Goodman said he was floored by the talent around him, a pool of players that included 17 with previous professional experience in affiliated baseball. Three players from the group — Wagner Gomez (infield/catcher), Robert Garcia (outfield) and Jason Creasy (pitcher) — were selected to join the Ducks as they open spring training on Monday.
“We have a lot of really talented players that came out today,” Ducks president and general manager Michael Pfaff said. “I’m surprised by not just the quantity but the quality as well.
“You can see the arm strength of some of the infield and outfield candidates defensively. The velocity of a lot of the players that we’re seeing along with their breaking balls. The change of speeds has been impressive.”
Position players arrived early Saturday morning for warmups and drills, which included a 60-yard dash and defensive drills. They were judged by Baez, outfielder and hitting coach Lew Ford, and pitchers John Brownell and Rob Rogers during the first open workout in Pfaff’s 16 years with the club.
And though most everyone was there with serious intentions of competing for a spot on the roster, everyone cheered when Goodman, a former baseball player at Stony Brook who graduated in 1974, laced line drives into the outfield during his round of batting practice.
“This is a place where we try to create smiles at the end of the day and positive memories,” Pfaff said. “Whether that’s with something like a baseball game with affordable tickets and a clean, safe environment for fans to come out, or for someone like Larry to come out and chase his childhood dream one last time. That’s awesome. It’s a great story.”

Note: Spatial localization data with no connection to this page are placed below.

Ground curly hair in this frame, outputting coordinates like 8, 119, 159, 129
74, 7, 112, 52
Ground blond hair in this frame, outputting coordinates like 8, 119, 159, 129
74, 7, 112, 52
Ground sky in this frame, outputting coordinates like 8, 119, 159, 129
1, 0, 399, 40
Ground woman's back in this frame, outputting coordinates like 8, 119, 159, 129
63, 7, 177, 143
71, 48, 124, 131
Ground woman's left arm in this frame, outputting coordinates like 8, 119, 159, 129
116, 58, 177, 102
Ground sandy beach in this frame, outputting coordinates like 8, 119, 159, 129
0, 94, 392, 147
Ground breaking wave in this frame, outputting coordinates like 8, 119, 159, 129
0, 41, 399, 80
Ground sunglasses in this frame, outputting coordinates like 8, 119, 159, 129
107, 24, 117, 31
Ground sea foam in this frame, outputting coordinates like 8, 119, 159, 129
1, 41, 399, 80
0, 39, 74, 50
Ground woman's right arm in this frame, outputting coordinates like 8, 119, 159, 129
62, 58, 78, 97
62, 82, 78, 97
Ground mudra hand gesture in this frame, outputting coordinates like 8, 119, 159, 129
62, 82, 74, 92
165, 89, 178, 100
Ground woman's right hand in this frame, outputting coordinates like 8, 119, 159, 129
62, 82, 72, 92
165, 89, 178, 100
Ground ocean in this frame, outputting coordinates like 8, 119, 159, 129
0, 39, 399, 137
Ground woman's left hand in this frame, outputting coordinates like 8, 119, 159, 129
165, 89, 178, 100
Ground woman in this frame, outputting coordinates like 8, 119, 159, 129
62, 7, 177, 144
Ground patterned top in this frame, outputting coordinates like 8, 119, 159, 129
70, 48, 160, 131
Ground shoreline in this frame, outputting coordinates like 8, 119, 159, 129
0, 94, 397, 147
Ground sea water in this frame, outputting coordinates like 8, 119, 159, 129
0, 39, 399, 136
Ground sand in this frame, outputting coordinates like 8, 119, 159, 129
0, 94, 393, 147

Make no mistake, though: The open workout was not about getting publicity. In the ever-changing landscape of the Atlantic League, in which rosters change regularly, Pfaff hopes the players selected can help make the Ducks a better ballclub.
Goodman, with a hearty laugh and a toothy grin, offered his own analysis of those with whom he shared the field.
“Whoa! I was playing first base, I mean the balls are going past me so quickly,” he said. “At fantasy camp, the balls kind of trickle past you. Here it’s like a line drive and you can barely react. It’s not as easy as it looks.”